Ayende @ Rahien

It's a girl

Full Text Search takes you only so far

A few weeks ago I had a really interesting engagement with a customer. They were using RavenDB to do some interesting searches, and eventually they hit a wall with what they were trying to do.

For simplicity sake, we will say that the customer wanted to allow users to search for books. The scenario is something like this (totally different domain, obviously) and the client isn’t Amazon, they are just a good place to get the screen shot from:

image

Sure, the suggest feature is really nice, but what the customer really cared about is being able to search on the whole set of options.

In their field, people usually write the book name using one of the following formats:

  • Author First Name, Author Last Name – Book Title, Year
  • Year, Book Title, Author Last Name
  • Author Last Name, Book Title, Year

And a bunch of other options.

Also, they want to offer a free text search option.

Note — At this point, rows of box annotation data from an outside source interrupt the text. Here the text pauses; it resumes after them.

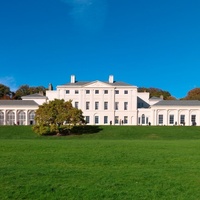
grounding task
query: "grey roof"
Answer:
[59,81,133,86]
[152,100,200,107]
[149,96,162,100]
[22,93,47,99]
[0,100,38,106]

Also, it had to be fast. They already had an existing system that worked, but had unacceptably high latency for most queries and had… issues under load. The first approach they tried was just moving to RavenDB, enabling full text search and seeing what it got them. It got them something, but not nearly enough.

When I started looking at the problem, I had several recommendation, none of them had much of anything to do with full text search. They were mostly around just being smarter in understanding the user.

To start with, given that most of the information was in one of a small number of formats, there was really no reason not to build a parser for that information. When you actually know what fields you are looking for, you can provide much better information for the user, than if you are just doing brute force full text search.

So, instead of issuing a query like this:

RavenSession.Query<Books_FullText.Result, Books_FullText>()
   .Search(x=> x.Result, searchTermFromUser)
   .ToList();

Which can work, but can’t really take advantage of your knowledge of the domain and the users, you will do something like this:

var parseResult = new BooksQueryParser(Context).Parse(searchTermFromUser);
if( parseResult.Success )
{
  var q = RavenSession.Query<Books_FullText.Result, Books_FullText>()
  parseResule.ApplyOn(q);
  // would do things like
  // q.Search(x=>x.Title , "the lost fleet");
  // q.Search(x=>x.Author, "jack campbell");
  return q.ToList();
}
else // fall back, do a full text search, because there isn't anything else to do
{
  return RavenSession.Query<Books_FullText.Result, Books_FullText>()
   .Search(x=> x.Result, searchTermFromUser)
   .ToList();
}

RavenDB can’t do that for you. It can provide awesome full text support, but if you guide it in this manner, it would be tremendously more helpful.

The next stage is to actually learn from your users. Whenever you users make a search, you are going to record it. In fact, you are going to track the entire interaction. It will end up looking something like this:

{ // searchInteractions/4833424
  "User": "users/93432",
  "Terms" [
    "the last feetl",
    "the lost fast",
    "the lost fleet"
  ],
  "FollowedTo": "books/40273498723"

}

In this case, the sample data shows typos, but in the customer scenario, those would be the user trying different ways to format the actual valid search, to find something that the system recognizes.

What is important is that if you can’t find a search result with high enough ranking (for example, if you failed to parse the search terms), you can now do several fairly intelligent things.

You can search for similar searches made by other users, there is a high likelihood that the same search term was tried before, the user then corrected his typos / formatting errors and then found what they wanted. The next user that run into this can benefit from this experience. You can also suggest to the user “did you mean ?“  when you can’t find a good result for the search query.

Note that the interactions always ends when the user has selected an appropriate result. This is the user’s way of telling you, “this is what I meant”, you should learn from it.

In all, I don’t think that either suggestion is truly ground breaking, but together they can result in a huge leap for the usability of the search feature. And for that particular client, the search feature is Major.

Comments

Scooletz
10/12/2011 10:55 AM by
Scooletz

"To start with, given that most of the information was in one of a small number of format, there was really no reason not to build a parser for that information." LinkedIn does pretty amazing stuff with analyzing queries before quering their indexes. Ok, they're big, but making the query semantic makes sense to me.

Frank Quednau
10/12/2011 12:14 PM by
Frank Quednau

What happened to the Event Aggregation post? My newsreader already cached it, but here it is gone...

Ayende Rahien
10/12/2011 12:42 PM by
Ayende Rahien

Frank, We made a huge amount of changes in the architecture, it wasn't relevant any longer, so I removed it. I'll post more about the actual system architecture later.

configurator
10/12/2011 02:17 PM by
configurator

Too easy to game this system, I think, making for example searching for "Worst software developer ever" Did you mean, "Ayende Rahien?"

Comments have been closed on this topic.